Hillary Clinton says she wasn’t interested in the Republican debate last Thursday night. She had something more important to do. She got together with her Hollywood pals to collect money — the Clintons are never too busy to pick the pockets of their friends — and trade weighty thoughts with the intellectual heavyweights of Hollywood.

The fundraising festivities were held at the home of Justin Bieber’s producer, and the conversations around the tables sparkled with domestic and foreign policy insights from the likes of Tom Hanks, Kim Kardashian and Mary Steenburgen. Presidential candidates are always willing to listen to such heavy intellectual traffic if there’s a million dollars in it.

Hillary tweeted to her friends as the Republican candidates took the stage in Cleveland that “I’m not watching and don’t need to be.” She assigned aides to invite reporters to her campaign headquarters to feed them slices of pizza — “pepperoni and mushrooms with extra spin and hold the anchovies” — and to listen again to the message that Republicans hate the middle class, and want only to make war on women and turn back the clock to the happy days of Chester Alan Arthur and Rutherford B. Hayes.

Her pals joined the chorus of hoots and jeers for Donald Trump, as if he were already the Republican nominee. Hillary knows the Donald well. He has contributed some of his wealth to the Clintons and he went to Bubba not long ago for tips on how to run for president. Bubba encouraged him to “get more active in Republican politics.” He obviously took the advice.

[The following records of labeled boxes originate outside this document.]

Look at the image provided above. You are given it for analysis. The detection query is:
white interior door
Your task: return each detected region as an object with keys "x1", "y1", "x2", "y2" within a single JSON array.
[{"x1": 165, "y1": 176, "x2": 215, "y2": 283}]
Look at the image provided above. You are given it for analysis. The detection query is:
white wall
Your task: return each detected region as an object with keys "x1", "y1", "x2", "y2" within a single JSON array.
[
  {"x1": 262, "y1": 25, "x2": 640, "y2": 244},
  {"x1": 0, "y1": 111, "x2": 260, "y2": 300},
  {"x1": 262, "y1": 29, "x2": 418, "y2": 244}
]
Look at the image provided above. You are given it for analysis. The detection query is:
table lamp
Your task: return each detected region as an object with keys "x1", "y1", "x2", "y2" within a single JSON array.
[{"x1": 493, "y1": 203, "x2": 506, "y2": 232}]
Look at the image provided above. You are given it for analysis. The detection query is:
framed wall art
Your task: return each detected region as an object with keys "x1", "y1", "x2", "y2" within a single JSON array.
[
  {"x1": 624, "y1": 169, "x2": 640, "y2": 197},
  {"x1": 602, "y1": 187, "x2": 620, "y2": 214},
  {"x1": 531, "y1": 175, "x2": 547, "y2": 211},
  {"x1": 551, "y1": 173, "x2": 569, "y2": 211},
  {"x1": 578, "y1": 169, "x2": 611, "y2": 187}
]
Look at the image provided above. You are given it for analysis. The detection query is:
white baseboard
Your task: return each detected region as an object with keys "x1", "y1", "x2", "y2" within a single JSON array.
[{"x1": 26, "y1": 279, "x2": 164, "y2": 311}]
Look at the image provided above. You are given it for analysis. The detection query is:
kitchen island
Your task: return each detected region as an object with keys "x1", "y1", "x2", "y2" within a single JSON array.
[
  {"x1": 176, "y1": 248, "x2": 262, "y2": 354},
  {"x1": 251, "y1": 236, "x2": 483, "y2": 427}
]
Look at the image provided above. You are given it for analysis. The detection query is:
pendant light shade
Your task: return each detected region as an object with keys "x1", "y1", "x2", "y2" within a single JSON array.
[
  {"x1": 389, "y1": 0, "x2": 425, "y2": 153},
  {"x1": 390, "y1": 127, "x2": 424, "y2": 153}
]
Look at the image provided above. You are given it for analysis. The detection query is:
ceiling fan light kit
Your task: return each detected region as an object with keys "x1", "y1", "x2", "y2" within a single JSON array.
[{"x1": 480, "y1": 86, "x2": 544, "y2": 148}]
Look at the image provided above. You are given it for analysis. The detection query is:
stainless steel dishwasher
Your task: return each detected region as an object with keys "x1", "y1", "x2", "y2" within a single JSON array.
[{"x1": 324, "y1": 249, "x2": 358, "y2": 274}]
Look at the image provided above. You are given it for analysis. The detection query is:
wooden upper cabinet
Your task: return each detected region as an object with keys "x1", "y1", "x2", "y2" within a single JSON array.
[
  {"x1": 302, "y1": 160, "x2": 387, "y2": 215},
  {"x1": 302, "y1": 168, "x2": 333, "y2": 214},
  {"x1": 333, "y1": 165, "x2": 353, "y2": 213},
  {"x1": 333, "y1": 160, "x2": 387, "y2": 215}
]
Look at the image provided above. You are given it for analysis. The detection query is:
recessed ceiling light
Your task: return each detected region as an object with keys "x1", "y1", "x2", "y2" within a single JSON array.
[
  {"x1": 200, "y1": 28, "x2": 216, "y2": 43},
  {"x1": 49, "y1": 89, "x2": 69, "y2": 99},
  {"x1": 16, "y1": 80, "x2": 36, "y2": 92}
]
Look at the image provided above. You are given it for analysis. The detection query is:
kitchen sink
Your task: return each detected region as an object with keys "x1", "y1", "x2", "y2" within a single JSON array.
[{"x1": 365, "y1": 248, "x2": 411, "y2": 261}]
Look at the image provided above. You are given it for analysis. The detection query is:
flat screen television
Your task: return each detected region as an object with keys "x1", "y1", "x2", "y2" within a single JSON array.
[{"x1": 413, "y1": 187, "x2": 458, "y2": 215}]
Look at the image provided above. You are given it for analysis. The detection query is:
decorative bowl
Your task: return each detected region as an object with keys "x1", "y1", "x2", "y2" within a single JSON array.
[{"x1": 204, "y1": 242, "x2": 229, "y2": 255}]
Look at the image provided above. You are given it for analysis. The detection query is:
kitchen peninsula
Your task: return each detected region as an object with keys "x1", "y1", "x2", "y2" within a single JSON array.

Hillary, who has no native gift for politics, should listen to Bubba herself. He would tell her that ignoring your opponent is never a good idea, a lesson he learned long ago in Arkansas. Ignorance encourages a candidate to run against the image of the opponent he has in mind rather than the actual opponent the public sees. Mrs. Clinton seems so sure of herself, and who she thinks her opponent will be, that she feels no need to watch or listen to what he says. She dispatched an email to her followers as the debate closed with a fundraising plea: “Right this minute, ten Republican men are on national TV, arguing over which one will do the best job of dragging our country backwards.” Send money at once.

She and her managers/consultants/advisers think victory next year depends on her ability to portray whoever emerges as the Republican nominee as a heartless, mean-spirited Neanderthal bereft of vision, imagination and ideas, out of touch with the average American and representative of nothing but a dark past. Had she watched the cut and thrust of the debates, enlivened with occasional wit and humor, she would have seen “ten Republican men” with more experience and accomplishment than she, candidates looking not to the past but to the future.

Hillary doesn’t like to think about debates, because she is haunted by the memory of what happened when she, as “the inevitable president,” stepped on to a stage in 2008 to debate Barack Obama. He left her all asplutter, and the prospect of meeting the likes of Bernie Sanders, Martin O’Malley and good ol’ Joe looks daunting, indeed.

If she forgot to tape the proceedings in Cleveland, she may reconsider her political priorities and watch the next one. Bubba could tell her that it’s a good idea to bone up on who she might have to run against if she emerges as her party’s nominee. Even if the prospect of watching with her own eyes is scary.